Synthetic Dataset

Considerations and Justifications for Choice

When training the deep learning model (see Deep Learning (Multiclass Classification with CNN) for more information),  generating a synthetic dataset was helpful for increasing the size of the training and validation dataset to improve model performance.

Subsequently, even after moving away from deep learning models — which meant a negation of large volumes of data for training, there was also the realisation that the synthetic dataset could be used for quantifying model performance. The application of generated datasets on different cell counting model iterations is discussed here.

i. Dataset V1

Some of the 173 real microscope images taken using the microscope and yeast samples were used for the dataset after image preprocessing was conducted. After preprocessing, each 40 x 40 piece was manually labelled with the number of cells inside. This was collated in a table saved as a CSV file. 
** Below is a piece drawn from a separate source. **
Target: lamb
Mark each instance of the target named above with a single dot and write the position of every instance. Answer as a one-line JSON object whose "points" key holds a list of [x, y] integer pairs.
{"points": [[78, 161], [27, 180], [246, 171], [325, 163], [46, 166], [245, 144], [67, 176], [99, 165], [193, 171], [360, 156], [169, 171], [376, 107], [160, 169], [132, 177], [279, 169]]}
Image of Yeast Sample under the Microscope before Preprocessing
Snapshot of CSV rows for Labelled Dataset Preparation

—————————————————————

Identified Issues with Previous Dataset (Critique):

  • Some of the cells in the real images are blurry or partially cropped and may affect classification performance.
  • Since the boxes are drawn somewhat small compared to the size of the cell, there are a lot of edge effects, and many cells are cut off.
  • Hence, whether some boxes represent a whole cell is ambiguous and will limit model performance.
  • The use of a synthetic dataset enables control over such factors and helps to improve the quality of the training dataset, as we can generate images that are not cropped.
  • Nevertheless, the problem of cut-off cells would still exist during deployment. 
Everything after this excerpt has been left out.